Page MenuHomePhabricator

Expand interleaved memory access pass to identify certain shuffle_vector and transform it into target specific intrinsics.
Needs ReviewPublic

Authored by wxz2020 on Feb 28 2020, 3:24 PM.

Details

Summary

E.g. An interleaved load (Factor = 4):

%wide.vec = load <8 x i16>, <8 x i16>* %ptr
%strided.vec = shuffle <8 x i16> %wide.vec, <8 x i16> undef, <2 x i32><i32 0, i32 4>

%v1 = uitofp <2 x i16> %strided.vec to <2 x double>

It can be transformed into a tbl1 intrinsic in AArch64 backend to avoid the high cost extract/insert sequences.

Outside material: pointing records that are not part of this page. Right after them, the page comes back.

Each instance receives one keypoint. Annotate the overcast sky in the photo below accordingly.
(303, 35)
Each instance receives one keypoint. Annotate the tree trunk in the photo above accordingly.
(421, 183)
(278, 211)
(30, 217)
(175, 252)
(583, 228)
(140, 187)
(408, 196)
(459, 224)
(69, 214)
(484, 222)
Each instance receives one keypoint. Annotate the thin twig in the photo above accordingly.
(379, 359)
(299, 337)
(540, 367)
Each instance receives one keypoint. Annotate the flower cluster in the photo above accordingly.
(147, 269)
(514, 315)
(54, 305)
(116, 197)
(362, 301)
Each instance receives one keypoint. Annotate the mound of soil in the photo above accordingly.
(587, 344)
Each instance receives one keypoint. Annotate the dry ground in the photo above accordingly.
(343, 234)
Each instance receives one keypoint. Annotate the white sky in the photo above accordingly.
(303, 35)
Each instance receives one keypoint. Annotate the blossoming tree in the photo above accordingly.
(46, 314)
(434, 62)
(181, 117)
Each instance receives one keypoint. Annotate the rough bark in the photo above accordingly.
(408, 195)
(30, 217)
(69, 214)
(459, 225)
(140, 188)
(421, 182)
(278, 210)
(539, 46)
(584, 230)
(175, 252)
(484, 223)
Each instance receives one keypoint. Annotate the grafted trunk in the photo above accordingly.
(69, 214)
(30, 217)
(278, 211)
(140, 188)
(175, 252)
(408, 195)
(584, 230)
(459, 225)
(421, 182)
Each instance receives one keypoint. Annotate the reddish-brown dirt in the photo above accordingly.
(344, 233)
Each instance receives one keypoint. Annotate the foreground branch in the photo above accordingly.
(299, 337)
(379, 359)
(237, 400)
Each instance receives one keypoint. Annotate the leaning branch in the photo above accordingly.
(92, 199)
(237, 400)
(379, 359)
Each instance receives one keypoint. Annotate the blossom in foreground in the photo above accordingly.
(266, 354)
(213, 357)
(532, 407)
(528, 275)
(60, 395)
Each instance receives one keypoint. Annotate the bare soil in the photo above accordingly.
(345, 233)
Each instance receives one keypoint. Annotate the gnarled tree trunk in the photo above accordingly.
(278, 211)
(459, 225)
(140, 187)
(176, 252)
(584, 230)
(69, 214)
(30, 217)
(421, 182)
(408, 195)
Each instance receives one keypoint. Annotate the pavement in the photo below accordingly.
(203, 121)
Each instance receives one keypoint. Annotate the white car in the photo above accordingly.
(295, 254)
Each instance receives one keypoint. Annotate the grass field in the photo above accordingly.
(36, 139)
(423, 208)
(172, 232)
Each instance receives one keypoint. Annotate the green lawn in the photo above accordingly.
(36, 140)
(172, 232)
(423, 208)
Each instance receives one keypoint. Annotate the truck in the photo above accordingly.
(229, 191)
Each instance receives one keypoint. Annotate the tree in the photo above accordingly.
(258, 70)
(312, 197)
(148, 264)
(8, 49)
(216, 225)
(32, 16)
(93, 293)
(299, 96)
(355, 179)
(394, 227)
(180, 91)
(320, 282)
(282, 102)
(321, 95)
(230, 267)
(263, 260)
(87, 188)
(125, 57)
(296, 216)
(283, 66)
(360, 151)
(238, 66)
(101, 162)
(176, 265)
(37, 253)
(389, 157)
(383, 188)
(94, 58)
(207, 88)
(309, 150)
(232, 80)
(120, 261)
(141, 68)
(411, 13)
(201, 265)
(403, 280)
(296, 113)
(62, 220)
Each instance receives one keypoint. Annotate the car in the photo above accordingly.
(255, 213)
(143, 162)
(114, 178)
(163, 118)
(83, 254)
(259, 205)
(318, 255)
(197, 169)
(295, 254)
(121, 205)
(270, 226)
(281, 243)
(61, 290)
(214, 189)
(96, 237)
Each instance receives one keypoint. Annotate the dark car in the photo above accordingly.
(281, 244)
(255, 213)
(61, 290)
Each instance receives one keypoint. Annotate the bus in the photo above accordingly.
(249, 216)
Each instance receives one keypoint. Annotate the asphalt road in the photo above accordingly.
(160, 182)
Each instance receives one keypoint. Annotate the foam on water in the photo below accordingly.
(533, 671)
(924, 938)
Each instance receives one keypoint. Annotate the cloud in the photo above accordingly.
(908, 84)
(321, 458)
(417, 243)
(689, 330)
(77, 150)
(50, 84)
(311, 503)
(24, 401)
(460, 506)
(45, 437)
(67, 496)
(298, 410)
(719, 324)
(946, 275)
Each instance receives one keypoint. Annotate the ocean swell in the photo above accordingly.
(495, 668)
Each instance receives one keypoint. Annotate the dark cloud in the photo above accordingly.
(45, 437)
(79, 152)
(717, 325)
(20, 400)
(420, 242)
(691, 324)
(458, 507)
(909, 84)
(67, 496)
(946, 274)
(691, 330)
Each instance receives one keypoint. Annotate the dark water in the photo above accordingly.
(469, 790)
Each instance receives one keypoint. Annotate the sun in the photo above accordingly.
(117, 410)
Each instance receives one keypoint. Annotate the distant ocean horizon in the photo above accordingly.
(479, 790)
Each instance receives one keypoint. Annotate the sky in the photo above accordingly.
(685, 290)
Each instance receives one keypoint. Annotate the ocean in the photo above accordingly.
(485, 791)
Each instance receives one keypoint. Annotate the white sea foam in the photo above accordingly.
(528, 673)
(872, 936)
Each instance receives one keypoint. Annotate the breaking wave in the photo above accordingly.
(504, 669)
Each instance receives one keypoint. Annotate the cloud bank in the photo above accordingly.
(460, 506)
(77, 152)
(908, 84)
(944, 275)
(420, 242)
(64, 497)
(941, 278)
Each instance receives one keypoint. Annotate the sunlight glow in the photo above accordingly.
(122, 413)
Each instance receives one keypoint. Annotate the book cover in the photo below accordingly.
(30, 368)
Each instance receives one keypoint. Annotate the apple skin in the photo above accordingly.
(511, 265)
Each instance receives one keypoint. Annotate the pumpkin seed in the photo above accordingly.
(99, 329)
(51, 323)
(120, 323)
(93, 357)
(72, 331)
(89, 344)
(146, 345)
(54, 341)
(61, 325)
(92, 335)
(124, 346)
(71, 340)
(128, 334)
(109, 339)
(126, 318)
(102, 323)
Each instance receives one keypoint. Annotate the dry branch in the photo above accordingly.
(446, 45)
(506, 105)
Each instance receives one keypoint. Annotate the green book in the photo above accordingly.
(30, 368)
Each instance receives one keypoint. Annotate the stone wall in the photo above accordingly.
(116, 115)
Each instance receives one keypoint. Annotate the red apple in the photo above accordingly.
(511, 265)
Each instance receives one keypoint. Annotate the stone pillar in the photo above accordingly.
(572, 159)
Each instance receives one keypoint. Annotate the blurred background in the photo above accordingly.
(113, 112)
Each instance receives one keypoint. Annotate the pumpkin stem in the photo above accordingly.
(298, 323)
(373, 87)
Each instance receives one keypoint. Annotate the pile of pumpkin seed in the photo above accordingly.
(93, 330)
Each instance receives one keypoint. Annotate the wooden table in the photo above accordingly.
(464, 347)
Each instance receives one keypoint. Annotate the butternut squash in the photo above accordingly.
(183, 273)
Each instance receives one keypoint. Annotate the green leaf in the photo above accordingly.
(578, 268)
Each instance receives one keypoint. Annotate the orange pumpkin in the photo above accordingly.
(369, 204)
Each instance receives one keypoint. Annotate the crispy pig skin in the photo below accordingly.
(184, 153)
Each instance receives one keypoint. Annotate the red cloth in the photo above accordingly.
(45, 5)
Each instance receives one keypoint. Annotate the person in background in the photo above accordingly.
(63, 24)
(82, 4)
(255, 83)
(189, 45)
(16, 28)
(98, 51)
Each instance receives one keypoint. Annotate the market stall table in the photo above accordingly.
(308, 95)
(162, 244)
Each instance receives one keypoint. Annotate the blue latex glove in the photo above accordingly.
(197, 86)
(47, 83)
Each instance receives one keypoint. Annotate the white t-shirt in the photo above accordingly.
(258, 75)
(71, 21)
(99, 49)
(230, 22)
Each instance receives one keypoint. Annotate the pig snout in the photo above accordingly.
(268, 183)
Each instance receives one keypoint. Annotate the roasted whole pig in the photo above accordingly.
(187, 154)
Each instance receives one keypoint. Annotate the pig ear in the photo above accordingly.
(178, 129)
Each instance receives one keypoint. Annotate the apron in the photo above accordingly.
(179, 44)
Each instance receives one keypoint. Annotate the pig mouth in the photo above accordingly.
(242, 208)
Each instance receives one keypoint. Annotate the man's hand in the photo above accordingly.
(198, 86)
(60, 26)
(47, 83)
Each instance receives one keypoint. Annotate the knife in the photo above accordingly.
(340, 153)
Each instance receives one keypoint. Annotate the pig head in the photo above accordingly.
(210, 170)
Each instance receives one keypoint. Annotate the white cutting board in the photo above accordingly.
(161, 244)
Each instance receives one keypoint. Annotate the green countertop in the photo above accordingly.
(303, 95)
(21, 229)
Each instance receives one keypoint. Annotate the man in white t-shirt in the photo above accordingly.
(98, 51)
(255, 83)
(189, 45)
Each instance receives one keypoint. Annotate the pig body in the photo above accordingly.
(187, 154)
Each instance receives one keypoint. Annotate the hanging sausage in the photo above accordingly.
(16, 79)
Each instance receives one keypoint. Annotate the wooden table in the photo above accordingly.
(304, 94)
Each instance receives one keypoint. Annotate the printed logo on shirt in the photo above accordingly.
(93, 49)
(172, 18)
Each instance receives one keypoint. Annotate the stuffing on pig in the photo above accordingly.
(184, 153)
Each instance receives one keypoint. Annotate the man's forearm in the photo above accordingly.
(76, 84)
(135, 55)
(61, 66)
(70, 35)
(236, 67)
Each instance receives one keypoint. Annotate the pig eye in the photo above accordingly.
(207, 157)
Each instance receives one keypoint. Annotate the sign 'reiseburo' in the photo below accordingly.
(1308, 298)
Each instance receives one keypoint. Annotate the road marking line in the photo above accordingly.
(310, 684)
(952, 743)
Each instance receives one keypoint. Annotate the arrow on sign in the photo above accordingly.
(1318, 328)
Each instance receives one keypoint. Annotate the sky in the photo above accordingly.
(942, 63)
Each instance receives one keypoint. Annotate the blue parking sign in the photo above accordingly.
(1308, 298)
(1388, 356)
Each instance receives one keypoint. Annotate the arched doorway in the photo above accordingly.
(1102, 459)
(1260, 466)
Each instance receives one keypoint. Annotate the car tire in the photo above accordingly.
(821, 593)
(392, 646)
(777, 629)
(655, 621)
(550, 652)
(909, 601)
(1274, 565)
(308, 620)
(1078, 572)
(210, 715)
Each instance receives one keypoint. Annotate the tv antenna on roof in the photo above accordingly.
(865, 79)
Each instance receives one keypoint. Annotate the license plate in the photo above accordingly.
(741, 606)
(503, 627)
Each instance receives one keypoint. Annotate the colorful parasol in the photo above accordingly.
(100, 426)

The change is also summarized in calculating InterleavedMemoryOpCost in loop vectorizer for decision in
loop vectorization.

This change will give SPEC2017 538.imagick_r 11.5% performance boost.

Tested using:
%llvm/build/bin/llvm-lit ../../test/*

And there is no regression on the test.

And we also tested this on SPEC2017 whole suite and they all pass and there is no performance regression.

Diff Detail

Event Timeline

wxz2020 created this revision.Feb 28 2020, 3:24 PM
dmgreen added a subscriber: dmgreen.Mar 1 2020, 7:45 AM

Hello. Looks interesting. We ended up doing something similar with lowering of interleaved access groups to VMOVN instructions in MVE. It went straight through ISel though, not needing to go via the InterleavedAccessPass. I don't immediately see why this case would need to be done differently. It looks like ISel can already generate at least some TBL1 instructions.

Can you add some testcases for this? Both for producing this in the vectorizer/costmodel tests and for the backend codegen of the load+shuffle patterns you expect to see.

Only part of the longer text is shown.